Da kamen zwei junge Menschen an meine Tür, und die waren Mormonen. Die habe ich fortgeschickt. Ich sagte mir: „Nein, so etwas nicht.“ Dann hatte ich plötzlich eine Patientin, die Mormonin war. Danach folgten zwei weitere Patientinnen gleichen Glaubens, und dann hatte ich zwei Angestellte, die ebenfalls Mormonen waren. Ich war plötzlich eingekreist von Mormonen. Es war richtig lustig. Na ja, dann habe ich wieder gebetet: „Vater, der jetzt kommt, zu dem gehe ich.“ Und wer kam? Mormonen. Und der Missionar, der zuerst bei mir war, der war einer davon. Im August 1971 habe ich mich dann taufen lassen. Meine Kinder sind sogar mitgegangen.
Meine große Tochter ist Muslimin geworden. Meine beiden anderen Kinder lehnen alles total ab. Aber trotz allem sind wir nicht zerstritten. Die Kinder haben gesagt: „Lass uns in Ruhe. Wir respektieren was du tust, aber lass uns in Ruhe.“ Und ich musste natürlich auch das annehmen, was meine Große für sich entschieden hatte. Für die Familie war es gut, dass sie Muslimin geworden ist. Es ist eine wunderbar intakte Familie. Ich habe einen wunderbaren Schwiegersohn, ich könnte mir keinen besseren wünschen. Sie sind alle sehr gläubig, wenn auch Muslime.
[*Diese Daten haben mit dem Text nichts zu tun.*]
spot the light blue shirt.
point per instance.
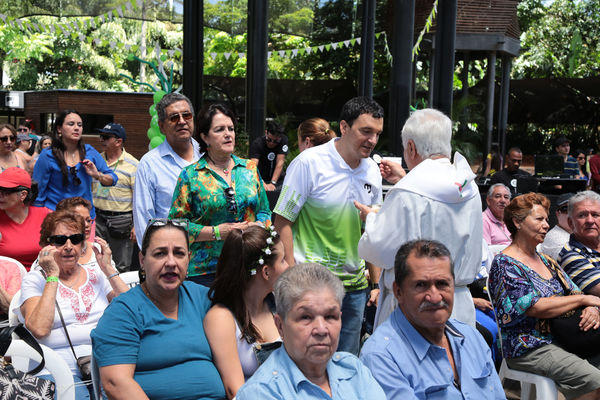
(155, 181)
(407, 366)
(280, 378)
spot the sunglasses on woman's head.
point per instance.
(5, 139)
(174, 118)
(76, 180)
(59, 240)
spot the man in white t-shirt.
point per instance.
(316, 217)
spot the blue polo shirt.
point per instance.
(407, 366)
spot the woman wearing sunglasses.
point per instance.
(61, 287)
(8, 157)
(219, 193)
(19, 221)
(150, 342)
(67, 168)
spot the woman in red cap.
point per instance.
(20, 222)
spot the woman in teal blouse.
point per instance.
(218, 193)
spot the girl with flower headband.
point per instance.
(240, 325)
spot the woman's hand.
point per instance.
(227, 227)
(590, 319)
(103, 256)
(90, 168)
(47, 260)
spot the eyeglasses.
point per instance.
(230, 200)
(174, 118)
(59, 240)
(5, 139)
(180, 223)
(76, 180)
(269, 140)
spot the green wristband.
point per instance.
(216, 233)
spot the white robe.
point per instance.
(436, 200)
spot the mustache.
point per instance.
(426, 305)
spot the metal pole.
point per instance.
(402, 70)
(367, 49)
(256, 78)
(193, 50)
(489, 119)
(445, 36)
(503, 117)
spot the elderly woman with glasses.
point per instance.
(64, 297)
(8, 157)
(150, 342)
(67, 168)
(219, 193)
(308, 299)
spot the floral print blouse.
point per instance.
(200, 197)
(514, 288)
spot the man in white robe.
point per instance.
(436, 200)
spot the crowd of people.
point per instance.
(236, 301)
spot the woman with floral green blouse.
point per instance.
(218, 193)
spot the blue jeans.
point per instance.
(353, 308)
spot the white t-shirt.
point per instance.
(81, 311)
(318, 195)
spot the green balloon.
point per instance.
(159, 94)
(154, 122)
(156, 141)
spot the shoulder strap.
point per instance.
(62, 321)
(27, 337)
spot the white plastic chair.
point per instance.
(21, 353)
(130, 278)
(545, 388)
(18, 263)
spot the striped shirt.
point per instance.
(118, 197)
(581, 263)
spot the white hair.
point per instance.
(431, 132)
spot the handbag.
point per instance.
(565, 328)
(17, 385)
(84, 363)
(119, 226)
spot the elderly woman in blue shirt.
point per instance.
(308, 299)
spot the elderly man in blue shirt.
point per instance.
(308, 298)
(418, 352)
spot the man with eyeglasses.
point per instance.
(557, 237)
(159, 169)
(114, 204)
(316, 217)
(269, 154)
(580, 258)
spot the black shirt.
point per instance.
(266, 156)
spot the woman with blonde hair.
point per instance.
(313, 132)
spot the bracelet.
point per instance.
(216, 233)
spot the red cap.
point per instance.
(14, 177)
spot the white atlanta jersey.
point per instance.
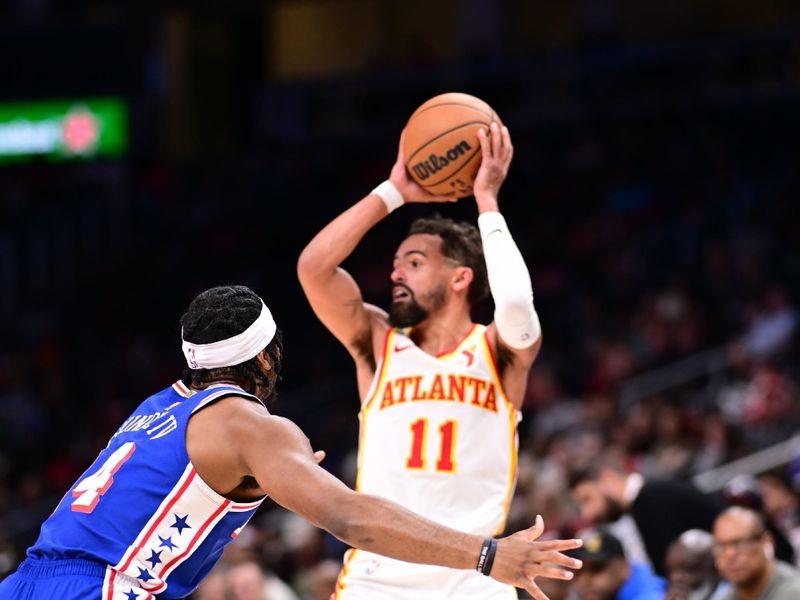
(438, 436)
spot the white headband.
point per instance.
(235, 350)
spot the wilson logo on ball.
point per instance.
(436, 163)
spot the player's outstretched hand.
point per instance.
(497, 152)
(410, 189)
(520, 559)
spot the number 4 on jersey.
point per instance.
(91, 487)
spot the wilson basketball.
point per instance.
(441, 145)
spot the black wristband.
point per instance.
(486, 557)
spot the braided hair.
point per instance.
(220, 313)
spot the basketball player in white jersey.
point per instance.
(440, 395)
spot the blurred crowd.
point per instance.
(656, 227)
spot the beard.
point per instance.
(411, 312)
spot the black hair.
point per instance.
(461, 241)
(220, 313)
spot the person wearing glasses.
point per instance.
(745, 555)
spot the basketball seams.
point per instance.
(453, 173)
(492, 115)
(441, 135)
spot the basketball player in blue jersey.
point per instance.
(185, 472)
(440, 394)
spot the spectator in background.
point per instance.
(745, 556)
(690, 568)
(322, 581)
(607, 574)
(661, 508)
(745, 491)
(781, 505)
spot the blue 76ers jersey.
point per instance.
(142, 509)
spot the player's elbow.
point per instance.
(309, 264)
(518, 324)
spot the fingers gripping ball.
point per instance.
(441, 144)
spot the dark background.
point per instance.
(652, 193)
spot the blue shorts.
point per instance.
(63, 580)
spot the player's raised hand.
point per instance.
(410, 189)
(520, 559)
(497, 152)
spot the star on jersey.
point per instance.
(155, 558)
(180, 523)
(166, 543)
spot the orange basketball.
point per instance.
(441, 144)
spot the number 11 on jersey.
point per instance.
(445, 463)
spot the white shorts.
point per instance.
(368, 576)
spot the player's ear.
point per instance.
(263, 360)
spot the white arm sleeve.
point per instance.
(510, 284)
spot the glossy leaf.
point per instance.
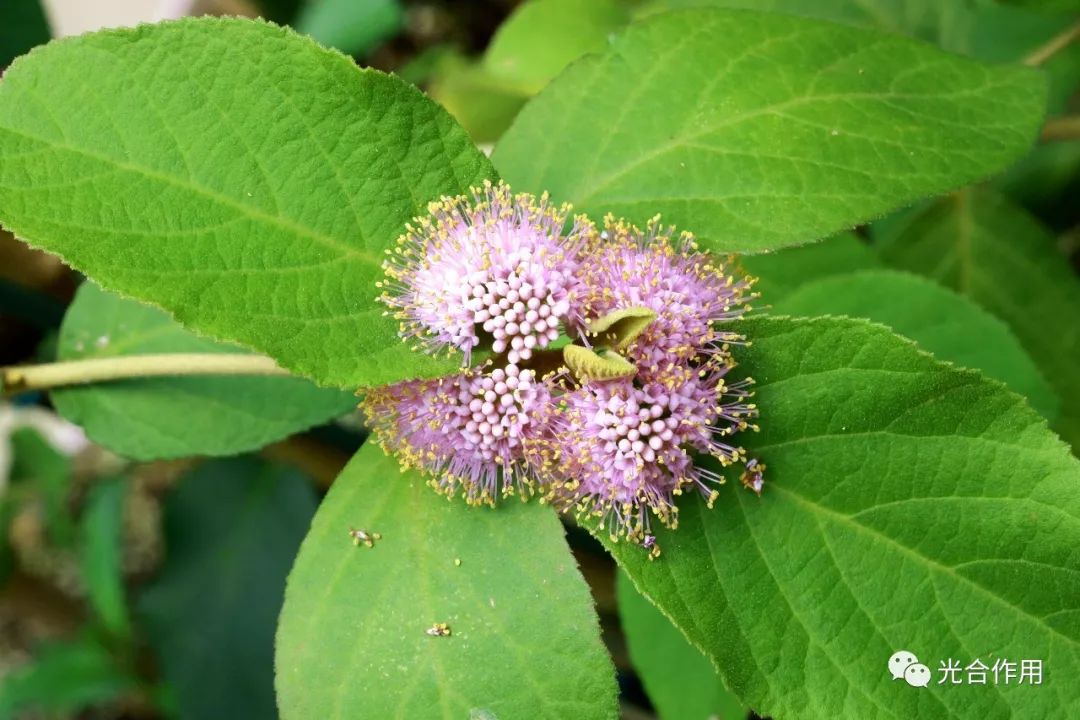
(682, 683)
(944, 323)
(235, 174)
(232, 527)
(908, 505)
(774, 131)
(149, 419)
(352, 640)
(990, 250)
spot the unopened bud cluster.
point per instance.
(513, 276)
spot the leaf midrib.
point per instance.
(253, 214)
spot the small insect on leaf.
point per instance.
(439, 630)
(753, 477)
(650, 544)
(364, 537)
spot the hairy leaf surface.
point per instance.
(908, 505)
(235, 174)
(944, 323)
(352, 640)
(758, 131)
(991, 250)
(156, 418)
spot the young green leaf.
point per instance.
(235, 174)
(102, 548)
(150, 419)
(773, 131)
(781, 272)
(232, 527)
(682, 683)
(353, 638)
(944, 323)
(908, 505)
(542, 37)
(987, 248)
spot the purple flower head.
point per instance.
(622, 450)
(688, 290)
(488, 268)
(468, 430)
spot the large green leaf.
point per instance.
(352, 639)
(950, 326)
(987, 248)
(908, 505)
(157, 418)
(542, 37)
(781, 272)
(232, 527)
(758, 131)
(983, 29)
(682, 683)
(238, 175)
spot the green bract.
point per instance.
(234, 188)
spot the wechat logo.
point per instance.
(905, 665)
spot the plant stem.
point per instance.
(1066, 127)
(19, 379)
(1054, 45)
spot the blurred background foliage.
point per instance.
(150, 589)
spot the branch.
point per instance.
(1054, 45)
(21, 379)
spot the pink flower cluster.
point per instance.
(511, 275)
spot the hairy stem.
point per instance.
(1054, 45)
(19, 379)
(1066, 127)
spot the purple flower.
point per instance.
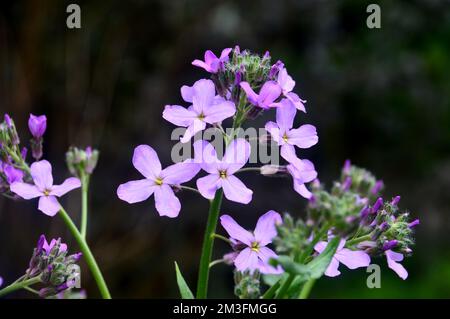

Seit 1985 bin ich Rentnerin. In der Kirche hatten wir einen sehr klugen Bischof, der mir sofort eine Berufung gegeben hat. Ich war Sekretärin in der Sonntagsschule. Er sagte, dass ich durch meine Arbeit mit Patienten ein gutes Namensgedächtnis haben müsse. Bis auf eine leitende Berufung habe ich fast alles gemacht. Als Kind hatte ich das Klavier spielen gelernt, hatte dann aber keine Gelegenheit mehr zum Spielen. Dann habe ich wieder geübt, und da wir keine Organistin hatten, habe ich in der Gemeinde Klavier gespielt. Ich war erste Ratgeberin, ich war zweite Ratgeberin, ich war Sekretärin, ich war Lehrerin in der PV und auch in der FHV und ich war Pfahlbeauftragte, ich habe die Lehrerfortbildung gemacht, ich war fast alles. Jetzt bin ich nur noch Besuchslehrerin. Ich habe den Tempel in der Schweiz besucht. Wir sind elf Stunden mit dem Sonderzug dorthin gefahren. Jetzt gehe ich in den Tempel in Freiberg.